We'll start this adventure at the MLS booth. While it was unfortunate that Shad and Melony had to cancel at the last moment (our condolences & sympathy, kids!), Yolanda & friends managed to pull things together for the show. 










Here's Y & Tommy Meija (photographing Carla photographing the booth) at the left, while Steve Borges and John Corradini are bracketing an interested browser.










The setup of member-loaned engines & rolling stock










No white-board available this year, so the back of a poster was drafted for use as the daily member sign-in sheet.










How to stuff a wild show booth with MLS members & family. Starting at lower left; my own special photographer Carla Breitner, who rarely gets photographed! Directly behind her is Steve Borges. To their right, Jackie Starr in the red sweater, and Bob Starr behind her. Over Bob's shoulder is Jill Fearnley, behind her is Mike Reilley, and behind him is JJ (or John J, given his fancy moderators sig!) in the cowboy hat.
I believe that the blonde woman standing next to Jackie is Penny Elmassian. Behind her is ChiliCharlie, and behind him is George Schreyer in the panama hat. (No, George isn't wearing 'Groucho' eyebrows, those are flip-up sunglasses!)
In front of George is Jon Wagner, in front of him is Dwight Ennis, and seated below Dwight is Stan Cedarleaf. Marge Reilley is behind Stan and next to Dwight, and behind her is Rod Fearnley. Behind Rod is y'rs truly, videotaping everything for insurance purposes. To my left (your right!) is Nick Kelsey. Below him is John Corradini, and seated in front of him is Phil Jensen from Hartland. To the right of Phil (yes, your right) is Gracie Meija and her dad Tommy.

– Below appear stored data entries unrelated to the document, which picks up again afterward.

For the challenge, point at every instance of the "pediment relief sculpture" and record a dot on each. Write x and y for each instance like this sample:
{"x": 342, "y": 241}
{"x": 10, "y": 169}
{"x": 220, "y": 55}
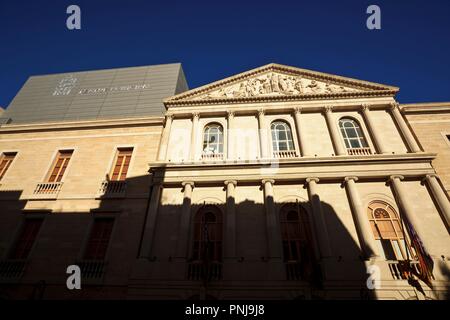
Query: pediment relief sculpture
{"x": 275, "y": 84}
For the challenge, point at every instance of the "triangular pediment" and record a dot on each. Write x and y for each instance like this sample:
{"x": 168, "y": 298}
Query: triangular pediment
{"x": 276, "y": 81}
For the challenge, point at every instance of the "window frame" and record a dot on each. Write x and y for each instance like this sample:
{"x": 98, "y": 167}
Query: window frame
{"x": 401, "y": 235}
{"x": 363, "y": 137}
{"x": 303, "y": 225}
{"x": 291, "y": 133}
{"x": 114, "y": 162}
{"x": 217, "y": 244}
{"x": 53, "y": 163}
{"x": 219, "y": 144}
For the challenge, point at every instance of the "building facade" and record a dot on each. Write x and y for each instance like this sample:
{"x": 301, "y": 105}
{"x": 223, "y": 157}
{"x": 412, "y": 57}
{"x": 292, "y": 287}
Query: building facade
{"x": 276, "y": 183}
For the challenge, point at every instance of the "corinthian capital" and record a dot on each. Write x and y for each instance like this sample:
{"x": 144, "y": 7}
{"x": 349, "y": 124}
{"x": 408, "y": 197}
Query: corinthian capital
{"x": 328, "y": 109}
{"x": 365, "y": 107}
{"x": 393, "y": 105}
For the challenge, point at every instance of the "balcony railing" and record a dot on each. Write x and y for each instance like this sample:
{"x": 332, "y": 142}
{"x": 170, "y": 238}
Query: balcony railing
{"x": 51, "y": 188}
{"x": 359, "y": 151}
{"x": 113, "y": 188}
{"x": 92, "y": 269}
{"x": 198, "y": 270}
{"x": 212, "y": 156}
{"x": 11, "y": 269}
{"x": 397, "y": 271}
{"x": 285, "y": 154}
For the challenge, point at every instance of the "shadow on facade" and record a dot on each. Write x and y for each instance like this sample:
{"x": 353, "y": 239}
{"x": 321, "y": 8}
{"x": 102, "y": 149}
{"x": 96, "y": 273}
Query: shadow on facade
{"x": 250, "y": 273}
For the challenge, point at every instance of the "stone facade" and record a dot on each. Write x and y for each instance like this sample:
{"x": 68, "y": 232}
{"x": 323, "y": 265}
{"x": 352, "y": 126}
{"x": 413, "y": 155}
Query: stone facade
{"x": 246, "y": 180}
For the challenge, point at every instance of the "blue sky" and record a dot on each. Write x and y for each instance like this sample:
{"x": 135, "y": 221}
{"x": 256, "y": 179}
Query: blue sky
{"x": 216, "y": 39}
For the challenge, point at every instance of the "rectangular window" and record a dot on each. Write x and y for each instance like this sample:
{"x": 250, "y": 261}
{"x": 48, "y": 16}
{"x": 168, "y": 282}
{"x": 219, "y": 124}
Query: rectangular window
{"x": 26, "y": 239}
{"x": 99, "y": 239}
{"x": 121, "y": 164}
{"x": 5, "y": 163}
{"x": 60, "y": 166}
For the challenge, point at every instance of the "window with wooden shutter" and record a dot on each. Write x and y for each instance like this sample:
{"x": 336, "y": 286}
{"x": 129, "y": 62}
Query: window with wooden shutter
{"x": 26, "y": 238}
{"x": 122, "y": 163}
{"x": 99, "y": 239}
{"x": 60, "y": 166}
{"x": 5, "y": 162}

Several people were floating around the show that didn't make it for the shoot -- Howard MacCaulsey, Gary Armistead, Gregg Elmassian, etc. The Baxters, Dave Crocker, and Don Gage were running the Door Hollow Shortline. John McGuyver had duty at the Del Oro modules, but here's a shot Carla took of him earlier that day.










[ed - name correction]


----------



## pcentral (Jan 3, 2008)

Gary, 
I'd like to thank you and Carla for taking and posting all of these great pictures each year. Also, for those who do not already know Gary and Carla are the wizards behind all the great posters that fill the MLS booth each year. The trains in the booth were all provided by 3 members, John Wagner brought two Xmas Annie's to represent "before and after repainting", his beautifully scratchbulit FP45 and a detailed and weathered On30 gondola to show folks we have On30 forums. David "Bodie" Bailey brought a bashed and weathered Bachmann bobber caboose and I had brought along some trains in case we needed to fill some space. It's a good thing I did as we had alot of space on the shelves JJ built and brought. 

The MLS both is a place to display trains that the members of this website have built or modified and posted on the website, learned how to build or modify from the website or would just like to share. I don't mind bringing my trains to put in the booth but I would much rather leave them home because we have other members bringing their trains to fill the booth with. 

BTW, the "interested browser" is actually an MLSer named Mike(?) that had several TTUX cars in the modeling contest that he built. 

Steve


----------